Earlier I said that any node can be built from other nodes, and any node can be used by any other node. It takes a very special kind of outline for this to be possible. In a typical outline, such as Emacs outline mode, for example, nodes appear exactly once in the outline. This makes it impossible to ‘reuse’ nodes in multiple places. Leo removes that limitation: any outline node can be cloned, and clones can appear in as many places in an outline as you like. Although clones may look distinct on the screen, at the data level each clone is exactly the same node.

Earlier I said that you can think of nodes as representing ‘organization’ or ‘structure’ or ‘views’ or even ‘architecture’. Clones are the crucial feature that allows this point of view. For example, we can build up multiple ‘views’ of data in an outline using clones as follows:

  • Create a ‘view node’ that will represent a user-specified view.
  • Clone all nodes that are to be part of the view, and move them so that each clone is a child of the view node.
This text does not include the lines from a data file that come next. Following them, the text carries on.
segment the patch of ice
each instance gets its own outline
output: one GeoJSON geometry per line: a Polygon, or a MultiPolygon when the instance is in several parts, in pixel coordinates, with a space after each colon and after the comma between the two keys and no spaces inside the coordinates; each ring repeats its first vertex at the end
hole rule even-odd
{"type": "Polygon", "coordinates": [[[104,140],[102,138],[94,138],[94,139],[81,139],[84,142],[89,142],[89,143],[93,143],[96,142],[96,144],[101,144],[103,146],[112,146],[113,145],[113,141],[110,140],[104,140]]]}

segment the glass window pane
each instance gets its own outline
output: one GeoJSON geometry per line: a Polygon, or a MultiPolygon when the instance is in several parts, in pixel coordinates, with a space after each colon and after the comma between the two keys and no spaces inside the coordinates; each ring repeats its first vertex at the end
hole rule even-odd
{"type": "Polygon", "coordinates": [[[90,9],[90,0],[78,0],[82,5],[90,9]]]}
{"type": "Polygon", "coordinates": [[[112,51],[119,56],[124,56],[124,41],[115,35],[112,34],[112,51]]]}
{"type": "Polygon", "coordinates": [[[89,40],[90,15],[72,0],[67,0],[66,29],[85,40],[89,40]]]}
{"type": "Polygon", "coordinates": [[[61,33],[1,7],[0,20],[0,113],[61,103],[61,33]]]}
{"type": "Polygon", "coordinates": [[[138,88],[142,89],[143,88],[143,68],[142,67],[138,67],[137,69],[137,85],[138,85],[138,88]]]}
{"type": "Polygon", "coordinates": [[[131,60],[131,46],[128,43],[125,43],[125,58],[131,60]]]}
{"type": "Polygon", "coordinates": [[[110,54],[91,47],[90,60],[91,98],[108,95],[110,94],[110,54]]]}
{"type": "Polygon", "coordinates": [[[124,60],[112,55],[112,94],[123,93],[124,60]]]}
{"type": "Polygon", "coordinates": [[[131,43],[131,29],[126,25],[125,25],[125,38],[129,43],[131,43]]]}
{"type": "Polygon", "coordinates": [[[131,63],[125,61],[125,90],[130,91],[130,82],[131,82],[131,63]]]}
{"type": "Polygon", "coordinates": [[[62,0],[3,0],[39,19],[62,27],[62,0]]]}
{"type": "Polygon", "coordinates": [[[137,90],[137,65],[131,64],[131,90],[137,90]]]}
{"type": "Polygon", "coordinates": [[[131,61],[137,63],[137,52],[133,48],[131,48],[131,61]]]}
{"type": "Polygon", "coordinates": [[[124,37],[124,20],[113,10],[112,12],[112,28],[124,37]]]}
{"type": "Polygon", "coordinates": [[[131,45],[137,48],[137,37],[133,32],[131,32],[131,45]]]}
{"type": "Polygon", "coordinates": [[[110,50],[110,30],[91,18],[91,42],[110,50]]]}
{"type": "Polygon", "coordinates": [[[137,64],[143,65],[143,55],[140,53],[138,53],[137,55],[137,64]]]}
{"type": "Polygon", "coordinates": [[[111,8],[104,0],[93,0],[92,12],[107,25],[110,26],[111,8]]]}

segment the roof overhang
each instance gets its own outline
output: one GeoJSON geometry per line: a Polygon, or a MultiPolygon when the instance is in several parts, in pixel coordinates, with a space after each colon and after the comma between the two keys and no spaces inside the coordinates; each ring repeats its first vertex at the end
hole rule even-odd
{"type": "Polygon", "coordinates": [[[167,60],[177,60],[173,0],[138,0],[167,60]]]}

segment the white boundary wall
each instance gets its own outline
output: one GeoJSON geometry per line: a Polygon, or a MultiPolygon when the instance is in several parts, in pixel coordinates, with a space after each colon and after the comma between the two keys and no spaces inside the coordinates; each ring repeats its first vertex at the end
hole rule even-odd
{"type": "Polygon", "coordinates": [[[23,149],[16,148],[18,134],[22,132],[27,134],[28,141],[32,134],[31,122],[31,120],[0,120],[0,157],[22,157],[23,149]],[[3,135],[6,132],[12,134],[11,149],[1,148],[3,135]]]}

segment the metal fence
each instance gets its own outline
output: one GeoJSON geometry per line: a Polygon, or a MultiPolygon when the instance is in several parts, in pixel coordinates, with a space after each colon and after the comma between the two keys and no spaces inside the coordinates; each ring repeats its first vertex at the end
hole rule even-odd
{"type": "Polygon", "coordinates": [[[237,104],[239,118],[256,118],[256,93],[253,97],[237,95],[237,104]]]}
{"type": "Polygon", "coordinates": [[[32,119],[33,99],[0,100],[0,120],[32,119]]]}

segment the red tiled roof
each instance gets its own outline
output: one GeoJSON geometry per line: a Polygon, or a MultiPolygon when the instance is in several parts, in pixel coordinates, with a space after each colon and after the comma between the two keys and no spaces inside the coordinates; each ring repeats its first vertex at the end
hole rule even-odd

That’s about all there is to it. The view node, and its children is a new view of the outline. This notion of ‘view’ is so important that Leo supports it directly. Leo’s chapters are simply views created as I have just described. When you select one chapter, you only see the nodes of that chapter in Leo’s outline pane.

Conclusions & encouragements

So Leo offers a new way to understand, organize and manipulate any kind of complex data, including computer programs, designs of computer programs, web sites, personal data, whatever. The Aha that I invite you to experience is this: Outlines are more than mere eye candy. Having organization be real data creates an entirely new dimension, literally and figuratively, in computer programming, computer design and data organization, including web-site design, database design, etc. Leo’s commands use headline and body text in many creative ways. So can you and your scripts. It’s easy, it’s fun, and it’s revolutionary.

That’s about it, except for some words of caution and advice:

  1. Leo has been under active development for over 10 years. The new world created by nodes is rich and varied. You won’t learn it all in a day or so. Please be patient. Start by learning Leo’s basic features as explained in the tutorial. You can learn more advanced features later.
  2. Those of you who are comfortable with Emacs should feel pretty much at home with Leo. Leo has shamelessly stolen the best features of Emacs, including the minibuffer and many Emacs-like commands.
  3. For those of you who are not comfortable with Emacs, please understand that you do not need to understand all of Leo’s commands in order to use Leo. Start by ignoring the minibuffer. Later, the minibuffer can become your friend, but you can get the Aha! without it.